MDEV-39459 Fix bad sync pattern for chain replication MTR tests#5074
MDEV-39459 Fix bad sync pattern for chain replication MTR tests#5074FarihaIS wants to merge 1 commit into
Conversation
In chain replication (1->2->3), syncing only server_3 after save_master_gtid on server_1 does not guarantee server_2 has committed, because server_2's binlog dump thread can send events to server_3 before commit_ordered() completes on server_2. Fix affected rpl tests by syncing server_2 before server_3, and update result files accordingly. All new code of the whole pull request, including one or several files that are either new files or modified ones, are contributed under the BSD-new license. I am contributing on behalf of my employer Amazon Web Services, Inc.

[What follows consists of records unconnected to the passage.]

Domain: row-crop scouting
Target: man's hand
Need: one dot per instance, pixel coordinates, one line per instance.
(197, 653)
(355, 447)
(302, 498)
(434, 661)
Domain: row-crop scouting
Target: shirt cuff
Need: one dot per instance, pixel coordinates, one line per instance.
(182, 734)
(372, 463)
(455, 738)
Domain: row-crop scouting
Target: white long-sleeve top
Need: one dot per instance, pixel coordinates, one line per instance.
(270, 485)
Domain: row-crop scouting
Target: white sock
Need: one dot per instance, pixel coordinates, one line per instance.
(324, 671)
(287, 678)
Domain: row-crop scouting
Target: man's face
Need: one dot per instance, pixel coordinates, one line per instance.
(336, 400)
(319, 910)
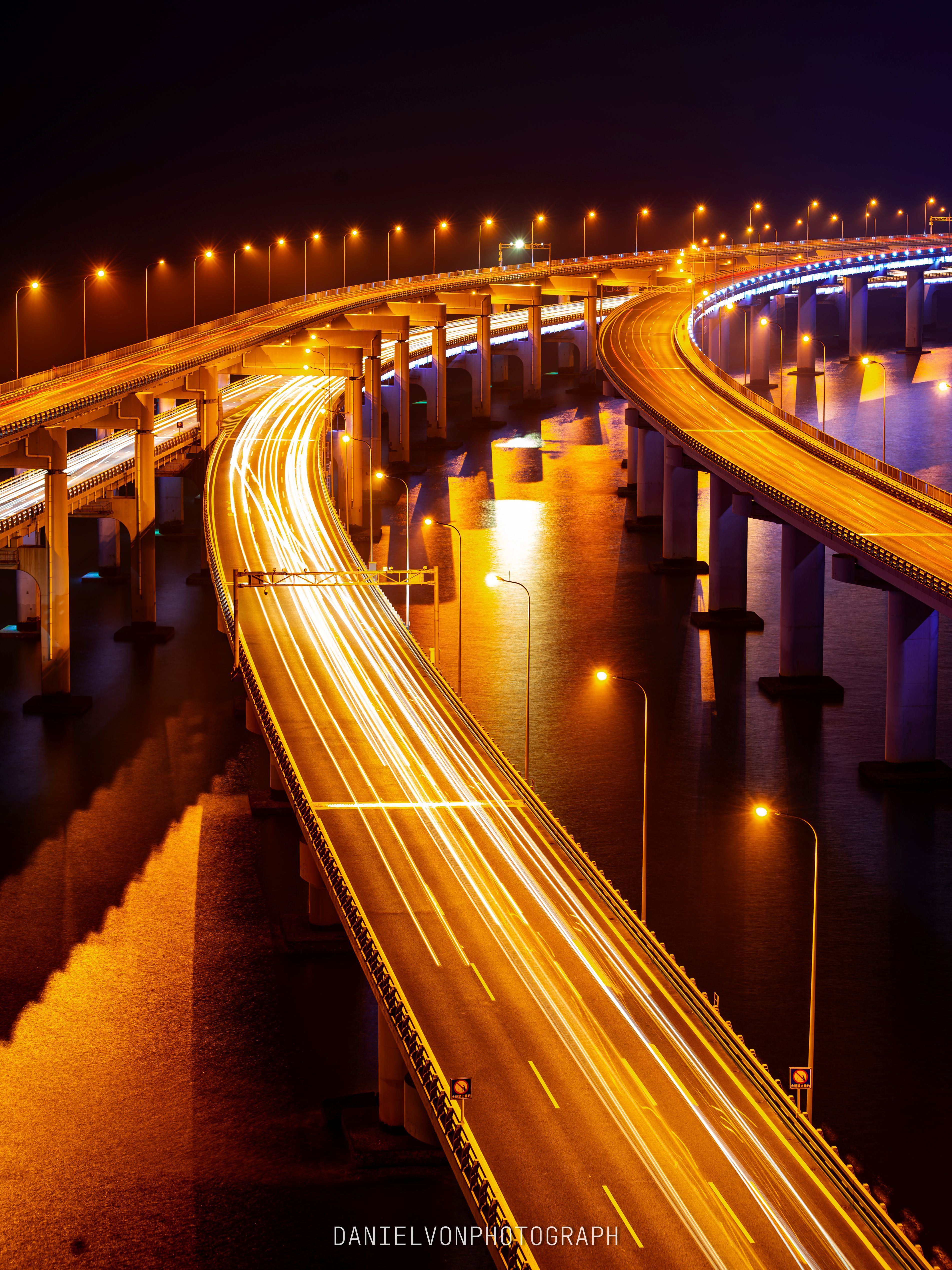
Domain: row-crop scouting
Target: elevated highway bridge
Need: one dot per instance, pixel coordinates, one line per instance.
(612, 1102)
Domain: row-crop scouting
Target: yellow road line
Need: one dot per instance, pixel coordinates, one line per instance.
(691, 1099)
(482, 981)
(747, 1234)
(544, 1085)
(616, 1207)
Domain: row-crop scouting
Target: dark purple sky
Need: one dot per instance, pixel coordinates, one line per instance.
(157, 133)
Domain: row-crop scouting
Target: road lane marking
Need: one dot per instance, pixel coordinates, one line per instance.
(634, 1076)
(671, 1072)
(617, 1208)
(482, 981)
(544, 1085)
(747, 1234)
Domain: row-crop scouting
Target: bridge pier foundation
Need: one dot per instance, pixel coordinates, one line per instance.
(728, 561)
(801, 621)
(857, 293)
(806, 327)
(680, 516)
(916, 309)
(391, 1071)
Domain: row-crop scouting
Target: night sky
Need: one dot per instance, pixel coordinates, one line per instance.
(148, 133)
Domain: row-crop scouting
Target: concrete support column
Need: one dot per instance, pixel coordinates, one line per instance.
(171, 505)
(438, 425)
(356, 454)
(759, 347)
(916, 309)
(912, 679)
(144, 547)
(55, 624)
(371, 382)
(391, 1071)
(728, 555)
(591, 314)
(801, 604)
(535, 326)
(680, 528)
(484, 350)
(857, 293)
(650, 501)
(806, 326)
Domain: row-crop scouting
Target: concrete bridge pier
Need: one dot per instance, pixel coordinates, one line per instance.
(857, 294)
(806, 327)
(728, 561)
(801, 621)
(138, 408)
(680, 516)
(916, 309)
(650, 477)
(759, 349)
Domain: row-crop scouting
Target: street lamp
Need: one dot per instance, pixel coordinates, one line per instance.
(280, 243)
(314, 238)
(100, 273)
(352, 234)
(603, 676)
(586, 219)
(234, 273)
(441, 227)
(27, 286)
(638, 215)
(398, 229)
(488, 223)
(205, 256)
(493, 580)
(148, 268)
(806, 341)
(762, 813)
(388, 477)
(871, 361)
(362, 441)
(449, 525)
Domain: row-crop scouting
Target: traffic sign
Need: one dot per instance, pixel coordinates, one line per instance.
(801, 1077)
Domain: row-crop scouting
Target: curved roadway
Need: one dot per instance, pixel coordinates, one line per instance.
(605, 1099)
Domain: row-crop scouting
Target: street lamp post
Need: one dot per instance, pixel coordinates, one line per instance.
(27, 286)
(398, 229)
(638, 215)
(352, 234)
(586, 219)
(602, 676)
(280, 243)
(441, 227)
(488, 223)
(247, 247)
(806, 341)
(100, 273)
(206, 256)
(148, 268)
(763, 812)
(362, 441)
(493, 580)
(871, 361)
(388, 477)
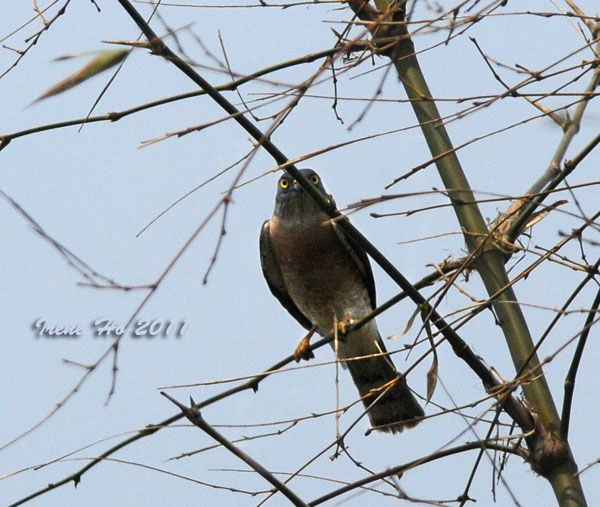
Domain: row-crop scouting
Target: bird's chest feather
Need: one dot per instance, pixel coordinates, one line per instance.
(320, 275)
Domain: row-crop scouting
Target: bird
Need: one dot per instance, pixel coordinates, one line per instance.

There was a problem hiding this comment.
Code Review
This pull request enhances the reliability of replication tests by adding explicit synchronization steps for intermediate servers in chained replication topologies. Specifically, it introduces connections to 'server_2' to sync with 'server_1' and save the GTID state before 'server_3' attempts to synchronize. These changes are applied across multiple test cases and result files to ensure consistent behavior in multi-tier replication environments. I have no feedback to provide as no review comments were included.
gkodinov
left a comment
There was a problem hiding this comment.
Thank you for your contribution! This is a preliminary review.

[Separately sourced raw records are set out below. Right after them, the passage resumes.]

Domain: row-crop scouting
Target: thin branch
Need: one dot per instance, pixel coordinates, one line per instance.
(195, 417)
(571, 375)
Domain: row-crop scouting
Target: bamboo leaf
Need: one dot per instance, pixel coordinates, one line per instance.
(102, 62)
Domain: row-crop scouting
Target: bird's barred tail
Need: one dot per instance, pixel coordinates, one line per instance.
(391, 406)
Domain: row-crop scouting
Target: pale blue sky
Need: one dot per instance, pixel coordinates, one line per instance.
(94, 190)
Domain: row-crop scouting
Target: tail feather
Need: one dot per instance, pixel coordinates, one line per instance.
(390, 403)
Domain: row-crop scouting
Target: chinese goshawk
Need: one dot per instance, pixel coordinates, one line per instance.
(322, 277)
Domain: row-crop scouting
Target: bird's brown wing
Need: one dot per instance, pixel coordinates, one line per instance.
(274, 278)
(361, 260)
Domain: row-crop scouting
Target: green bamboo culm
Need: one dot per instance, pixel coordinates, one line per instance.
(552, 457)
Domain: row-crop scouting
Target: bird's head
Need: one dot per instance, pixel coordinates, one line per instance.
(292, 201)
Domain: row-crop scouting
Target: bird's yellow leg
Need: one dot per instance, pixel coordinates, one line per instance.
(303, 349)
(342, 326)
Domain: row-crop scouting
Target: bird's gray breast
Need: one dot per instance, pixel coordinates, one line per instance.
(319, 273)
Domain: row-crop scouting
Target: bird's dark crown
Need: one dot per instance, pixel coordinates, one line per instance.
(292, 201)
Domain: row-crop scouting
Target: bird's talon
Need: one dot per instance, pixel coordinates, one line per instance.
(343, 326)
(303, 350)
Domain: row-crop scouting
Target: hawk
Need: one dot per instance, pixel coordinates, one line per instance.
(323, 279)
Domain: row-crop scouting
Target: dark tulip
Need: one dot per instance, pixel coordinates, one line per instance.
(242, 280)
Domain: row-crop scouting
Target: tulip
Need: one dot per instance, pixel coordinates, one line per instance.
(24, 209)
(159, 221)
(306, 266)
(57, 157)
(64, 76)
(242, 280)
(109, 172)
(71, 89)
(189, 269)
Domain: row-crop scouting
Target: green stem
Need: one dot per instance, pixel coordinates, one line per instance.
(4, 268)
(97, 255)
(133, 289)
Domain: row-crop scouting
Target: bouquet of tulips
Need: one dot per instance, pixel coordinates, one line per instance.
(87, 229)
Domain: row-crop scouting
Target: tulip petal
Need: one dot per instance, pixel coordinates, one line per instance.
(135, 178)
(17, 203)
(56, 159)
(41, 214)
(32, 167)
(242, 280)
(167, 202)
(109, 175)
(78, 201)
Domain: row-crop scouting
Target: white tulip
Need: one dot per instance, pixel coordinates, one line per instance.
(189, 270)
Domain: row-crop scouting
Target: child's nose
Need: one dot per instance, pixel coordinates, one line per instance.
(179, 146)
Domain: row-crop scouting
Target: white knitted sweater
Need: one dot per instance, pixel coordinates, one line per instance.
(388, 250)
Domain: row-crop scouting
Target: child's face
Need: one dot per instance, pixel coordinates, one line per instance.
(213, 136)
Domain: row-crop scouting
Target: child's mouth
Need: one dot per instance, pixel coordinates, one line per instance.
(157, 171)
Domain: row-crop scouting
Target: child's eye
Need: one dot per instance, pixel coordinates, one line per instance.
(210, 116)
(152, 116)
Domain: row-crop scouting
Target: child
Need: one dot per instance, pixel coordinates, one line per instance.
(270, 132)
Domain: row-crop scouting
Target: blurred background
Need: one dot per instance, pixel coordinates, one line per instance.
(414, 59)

LGTM. And a very good catch. Please stay tuned for the final review.
|
One thing to consider: this is a test bug fix. Would you be open to backporting this to the lowest affected version (10.11 I suppose) ? |
|
@gkodinov thank you for the review!
Yes, of course - just one small question: when I was trying to rebase my changes onto 10.11, I noticed that my original PR against Would you still like me to rebase this on 10.11? What do you think? |
|
@FarihaIS yes please, this should go into 10.11. Thanks for finding the specific tests which don't exist in 10.11, that is actually good. We should fix those tests in the versions which they were added. Please create separate PRs for each version that has tests that need to be fixed. |
Description
In chain replication (1->2->3), several rpl MTR tests synchronize by calling
save_master_gtidonserver_1followed bysync_with_master_gtidonserver_3, skippingserver_2.This is unsafe because
server_2's binlog dump thread can send events toserver_3beforecommit_ordered()completes onserver_2. Any operations onserver_2that depend on the replicated data can then fail intermittently.Fix by explicitly syncing
server_2beforeserver_3in all affected tests, and update result files accordingly.Release Notes
N/A
How can this PR be tested?
Execute the rpl test suite in mysql-test-run:
Basing the PR against the correct MariaDB version
Copyright
All new code of the whole pull request, including one or several files that are either new files or modified ones, are contributed under the BSD-new license. I am contributing on behalf of my employer Amazon Web Services, Inc.